If your business is physically located in the state to which you’re applying, the company may act as its own agent.

For more information on registered agents, visit LegalZoom.com; they can also provide  agent services  for businesses in all 50 U.S. states.

5. File a Certificate of Limited Liability Partnership

Whereas the drafting of an LLP Agreement is optional, filing for a Certificate of Limited Liability Partnership (sometimes called a Certificate of Registration as a Limited Liability Partnership) is mandatory.

The Certificate of Limited Liability Partnership is a more generalized form than a Limited Liability Partnership Agreement. The application for the certificate requires the listing of your business’ name and address, the names and contact info of your partners, information on your registered agent, etc.

Filing fees range anywhere from $50 to $100.

6. Register for an Employer Identification Number

An Employer Identification Number (EIN) is a nine-digit number issued by the IRS to classify a business for tax purposes. Sometimes referred to as a “Federal Tax Identification Number,” an EIN is required to open business banking accounts, to hire employees, or to make business transactions.

To apply for an EIN, file an IRS Form SS-4.

7. Obtain a state ID number

In addition to an EIN, some states also require a state ID number.
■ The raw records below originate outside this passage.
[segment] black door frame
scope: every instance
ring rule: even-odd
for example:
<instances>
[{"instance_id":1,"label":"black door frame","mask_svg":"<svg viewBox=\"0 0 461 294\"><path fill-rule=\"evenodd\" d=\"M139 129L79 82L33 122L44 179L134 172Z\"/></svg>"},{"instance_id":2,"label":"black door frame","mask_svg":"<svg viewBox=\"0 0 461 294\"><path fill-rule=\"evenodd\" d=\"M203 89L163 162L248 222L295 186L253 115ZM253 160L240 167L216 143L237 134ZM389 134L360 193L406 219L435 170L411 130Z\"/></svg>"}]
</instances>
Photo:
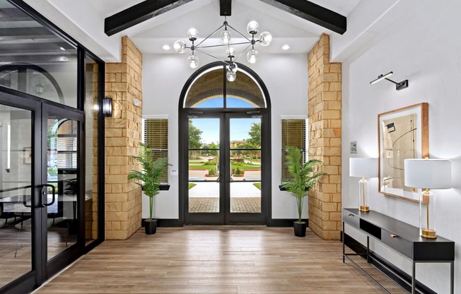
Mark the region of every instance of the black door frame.
<instances>
[{"instance_id":1,"label":"black door frame","mask_svg":"<svg viewBox=\"0 0 461 294\"><path fill-rule=\"evenodd\" d=\"M226 79L225 64L221 61L213 62L207 64L195 73L194 73L185 84L179 102L179 222L181 225L241 225L241 224L258 224L269 225L272 219L272 187L271 187L271 170L272 170L272 144L271 144L271 111L270 111L270 98L269 92L262 80L247 66L243 64L238 64L239 69L243 70L246 74L251 76L260 87L266 100L266 108L185 108L183 107L185 99L189 87L192 83L203 72L207 71L214 68L223 68L223 74L224 83L227 83ZM223 97L226 97L226 86L223 88ZM257 115L261 118L261 157L262 168L261 170L261 208L262 213L232 213L231 217L226 217L226 215L230 211L230 202L226 204L220 199L220 212L209 213L194 213L191 219L189 213L188 206L188 119L192 117L216 117L219 118L221 123L220 124L220 133L228 134L228 117L237 117L238 116L245 116L251 117L252 115ZM221 167L226 163L223 161L227 158L228 155L224 154L225 150L227 150L229 146L228 141L226 142L224 138L226 136L220 136L220 146L228 146L220 148L220 165ZM229 171L227 169L220 168L220 194L225 195L224 181L230 179ZM222 172L222 173L221 173ZM228 179L228 180L226 180ZM228 188L228 184L226 184ZM223 213L224 215L221 215ZM221 218L216 221L216 216ZM251 216L252 215L252 216ZM258 216L259 215L259 216ZM192 220L192 221L191 221Z\"/></svg>"},{"instance_id":2,"label":"black door frame","mask_svg":"<svg viewBox=\"0 0 461 294\"><path fill-rule=\"evenodd\" d=\"M32 218L35 220L32 230L32 269L31 271L14 280L1 288L2 293L22 293L32 291L37 286L57 274L66 266L76 260L85 254L88 249L85 247L84 227L84 179L85 166L80 163L77 172L80 179L80 197L77 203L78 213L78 240L76 245L66 249L62 252L47 260L47 228L46 225L47 213L47 208L38 207L40 189L39 185L47 184L47 173L44 172L43 167L47 166L47 122L48 114L59 116L79 122L78 131L78 158L85 158L84 148L85 134L83 129L84 114L81 110L77 110L66 105L60 105L55 102L41 100L26 93L9 88L0 87L0 104L30 110L32 112L32 186L33 197L31 198L33 210ZM84 162L84 160L83 160ZM83 190L81 189L83 189ZM82 196L82 195L83 195Z\"/></svg>"}]
</instances>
Like the EIN, the state ID number helps classify a business for tax purposes. If required, they are available through your state’s Department of Revenue.
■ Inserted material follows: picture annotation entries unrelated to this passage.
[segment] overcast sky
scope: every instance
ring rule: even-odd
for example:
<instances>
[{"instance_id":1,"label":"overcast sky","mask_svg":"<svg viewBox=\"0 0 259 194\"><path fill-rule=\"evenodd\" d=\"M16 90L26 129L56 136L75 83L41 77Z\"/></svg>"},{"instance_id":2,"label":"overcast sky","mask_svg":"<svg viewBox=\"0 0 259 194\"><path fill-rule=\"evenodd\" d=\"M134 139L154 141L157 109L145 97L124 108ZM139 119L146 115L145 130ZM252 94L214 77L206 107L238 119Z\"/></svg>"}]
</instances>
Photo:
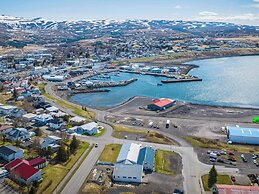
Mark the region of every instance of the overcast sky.
<instances>
[{"instance_id":1,"label":"overcast sky","mask_svg":"<svg viewBox=\"0 0 259 194\"><path fill-rule=\"evenodd\" d=\"M58 21L181 19L259 25L259 0L0 0L0 13Z\"/></svg>"}]
</instances>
8. Obtain required licenses and permits

Federal, state and local authorities require permits and/or licenses for specific companies to lawfully operate. These include occupational and trade licenses, zoning and health permits, as well as other requirements.

The U.S. Small Business Administration has a useful database with lists of federal and state business licenses and permits on their website. Information on required county and town permits can be found at your local County Business License Office or City Hall.
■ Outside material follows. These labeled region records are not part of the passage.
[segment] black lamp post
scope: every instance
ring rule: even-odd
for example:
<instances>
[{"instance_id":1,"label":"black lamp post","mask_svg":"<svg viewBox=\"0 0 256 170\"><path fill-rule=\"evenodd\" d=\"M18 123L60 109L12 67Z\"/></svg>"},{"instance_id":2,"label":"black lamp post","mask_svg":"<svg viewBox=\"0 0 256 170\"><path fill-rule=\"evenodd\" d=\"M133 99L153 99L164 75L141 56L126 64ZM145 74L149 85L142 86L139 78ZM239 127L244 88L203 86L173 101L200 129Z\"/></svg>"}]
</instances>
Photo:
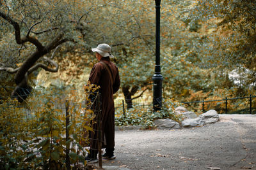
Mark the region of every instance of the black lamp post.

9. Purchase required insurance

Some states require Limited Liability Partnerships to purchase specific insurance plans.

Some states require workers’ compensation insurance for all businesses applying for Limited Liability Partnership. Other states also require malpractice liability insurance for LLPs to satisfy potential claims. Proof of adequate assets to cover this liability may be substituted for insurance in select states.

For more information on insurance requirements for your state, contact your local Secretary of State office, or Department of Industrial Relations. The offices can also help you locate insurance providers in your state.

10. Manage publication requirements

A small number of states require businesses to publicize LLP formation. An example of this is New York’s publication requirement.

The state of New York requires a detailed notice of formation to be published in two newspapers in the county in which the LLP is located. The notice must detail your business’ name, formation date, location, its registered agent and a business description.

An Affidavit of Publication must then be acquired from the newspaper and sent to the Department of State office.

While this can be expensive and may sound arbitrary, keep in mind that failure to comply with your state’s publication requirement may result in the loss of liability protection.

Your Secretary of State office can inform you of any publication requirements in your state, and your local county clerk can direct you to the publications needed to fulfill this requirement.

Tools and resources to move forward with an LLP

The formation of a Limited Liability Partnership is a good way for professionals to practice with partners while enjoying some liability protection. But, keep in mind that as an entity regulated at the state level, the liability protection can vary.

Be sure to check with your local Secretary of State office to determine how much liability protection an LLP can provide. A good business-formation attorney can help you decide if LLP formation is in your best interest. The IRS also has a useful database of links and information on doing business in all 50 states and the District of Columbia.